In the 13 years following passage of the welfare reform law, the Urban Institutes reports that welfare caseloads were cut in half; participation by welfare recipients in work activities increased sharply; income among welfare recipients increased and the percentage of recipients living in extreme poverty (income below 50 percent of the federal poverty level) declined by 18 percent.
For once, it would seem Congress had reason to pat itself on the back but you would never know it. Not only have Democrats never admitted that they were wrong on welfare reform, they have long resolved to end it as soon as possible. It took Barak Obama and the Democratic Congress exactly two weeks to unravel what has been roundly recognized as a major policy achievement.
The stimulus bill recently passed by Congress and signed Tuesday by the President begins the process of dismantling welfare as we now know it and puts us on a backward path to welfare as we once knew it. And this, we are told will stimulate the economy saving us from unimaginable catastrophe.
One of the lynchpins of the original reform was a change in how states received their funding from the federal government. Under the old aid to families with dependant children states received funds based on the number of recipients on the rolls. This created a perverse incentive to increase the number of families dependent on aid. Under the new temporary assistance to needy families (TANF), states were now funded at a flat level that did not change with increased rolls and they were mandated to move families off the dole and prepare them for work.
Somehow the administration’s new transparency failed to reveal “the largest one-year increase in government handouts in American history.” The “change we can believe in” reverses these successful reforms and returns us to the old days when states are funded depending on how many families are on their rolls. According to Robert Rector, one of the architects of the original welfare reform bill “the new welfare system created by the stimulus bills is actually worse than the old AFDC program because it rewards the states more heavily to increase their caseloads. Under the stimulus bills, the federal government will pay 80 percent of cost for each new family that a state enrolls in welfare; this matching rate is far higher than it was under AFDC.”
Criticism of this return to welfare-as-we-knew-it is not limited to conservatives. Mickey Kaus, writing for the left leaning Slate Magazine, laments that the stimulus bills welfare provisions are a "liberal conspiracy to expand the welfare rolls."

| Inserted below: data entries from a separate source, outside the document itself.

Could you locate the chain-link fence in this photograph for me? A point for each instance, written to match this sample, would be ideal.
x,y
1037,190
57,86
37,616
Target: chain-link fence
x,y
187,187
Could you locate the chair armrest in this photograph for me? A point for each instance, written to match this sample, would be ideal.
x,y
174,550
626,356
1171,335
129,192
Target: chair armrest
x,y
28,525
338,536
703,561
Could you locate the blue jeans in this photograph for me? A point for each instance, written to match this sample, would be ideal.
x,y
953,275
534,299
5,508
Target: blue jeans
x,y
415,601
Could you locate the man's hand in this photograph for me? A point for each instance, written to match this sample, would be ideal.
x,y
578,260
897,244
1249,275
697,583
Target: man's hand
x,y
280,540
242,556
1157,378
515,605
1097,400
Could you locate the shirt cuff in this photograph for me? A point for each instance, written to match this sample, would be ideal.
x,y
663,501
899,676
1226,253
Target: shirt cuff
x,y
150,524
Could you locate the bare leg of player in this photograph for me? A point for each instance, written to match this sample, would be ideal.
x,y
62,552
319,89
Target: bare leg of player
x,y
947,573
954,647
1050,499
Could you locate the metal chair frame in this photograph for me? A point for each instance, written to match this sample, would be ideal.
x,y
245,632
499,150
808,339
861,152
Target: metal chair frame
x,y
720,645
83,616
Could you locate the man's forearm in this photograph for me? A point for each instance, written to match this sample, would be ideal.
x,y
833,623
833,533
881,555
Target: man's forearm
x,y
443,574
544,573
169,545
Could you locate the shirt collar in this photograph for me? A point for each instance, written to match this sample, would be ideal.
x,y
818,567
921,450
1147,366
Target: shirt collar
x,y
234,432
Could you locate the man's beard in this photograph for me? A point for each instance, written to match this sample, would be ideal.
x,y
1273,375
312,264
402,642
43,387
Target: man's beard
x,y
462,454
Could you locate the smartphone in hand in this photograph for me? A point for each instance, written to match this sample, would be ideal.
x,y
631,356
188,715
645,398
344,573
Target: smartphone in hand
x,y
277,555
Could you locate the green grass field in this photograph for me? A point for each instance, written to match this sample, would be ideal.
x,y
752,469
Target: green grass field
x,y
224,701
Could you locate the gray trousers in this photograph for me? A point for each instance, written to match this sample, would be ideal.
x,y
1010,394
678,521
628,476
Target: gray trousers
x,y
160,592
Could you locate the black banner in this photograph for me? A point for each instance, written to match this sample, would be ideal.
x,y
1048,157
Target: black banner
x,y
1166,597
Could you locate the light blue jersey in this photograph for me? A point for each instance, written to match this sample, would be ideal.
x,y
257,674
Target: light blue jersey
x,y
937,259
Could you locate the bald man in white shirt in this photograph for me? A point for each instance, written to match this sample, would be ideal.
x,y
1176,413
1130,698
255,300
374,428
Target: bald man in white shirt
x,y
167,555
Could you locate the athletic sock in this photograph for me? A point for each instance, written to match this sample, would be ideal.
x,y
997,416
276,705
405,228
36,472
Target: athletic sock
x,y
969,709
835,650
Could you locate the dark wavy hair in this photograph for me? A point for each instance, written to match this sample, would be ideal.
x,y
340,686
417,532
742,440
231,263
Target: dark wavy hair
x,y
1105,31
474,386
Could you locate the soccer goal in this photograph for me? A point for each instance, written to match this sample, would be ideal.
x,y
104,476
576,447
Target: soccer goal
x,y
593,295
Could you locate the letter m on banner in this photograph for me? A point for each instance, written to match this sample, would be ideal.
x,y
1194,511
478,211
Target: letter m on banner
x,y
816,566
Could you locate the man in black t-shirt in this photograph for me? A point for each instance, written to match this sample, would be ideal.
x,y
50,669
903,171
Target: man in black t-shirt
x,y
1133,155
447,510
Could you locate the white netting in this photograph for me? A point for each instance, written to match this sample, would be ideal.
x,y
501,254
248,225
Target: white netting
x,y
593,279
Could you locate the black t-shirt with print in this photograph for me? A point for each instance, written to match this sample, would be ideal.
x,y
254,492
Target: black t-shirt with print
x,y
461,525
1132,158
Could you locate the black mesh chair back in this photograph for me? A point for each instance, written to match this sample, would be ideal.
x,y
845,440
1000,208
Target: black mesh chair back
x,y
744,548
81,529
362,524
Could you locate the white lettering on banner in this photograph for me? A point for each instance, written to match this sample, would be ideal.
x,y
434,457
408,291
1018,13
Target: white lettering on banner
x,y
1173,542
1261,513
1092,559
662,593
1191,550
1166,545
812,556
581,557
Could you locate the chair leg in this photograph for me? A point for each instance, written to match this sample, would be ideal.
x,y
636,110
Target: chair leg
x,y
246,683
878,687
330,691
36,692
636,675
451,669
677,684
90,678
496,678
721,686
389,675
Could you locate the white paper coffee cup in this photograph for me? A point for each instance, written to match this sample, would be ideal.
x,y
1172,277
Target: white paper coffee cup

It is logical to ask, if the reforms enacted in 1996 led to a reduction in welfare rolls wouldn’t the rescinding of those reforms and the reinstatement of old incentives begin once again to dictate the behavior of both individuals and government. It will give me no great comfort to say, “I told you so.” However, it is reasonable to ask if at that time Obama, Reid and Pelosi et al. will step forward and admit that they blew it. Something is telling me not to hold my breath. New liberalism means never having to say you were wrong.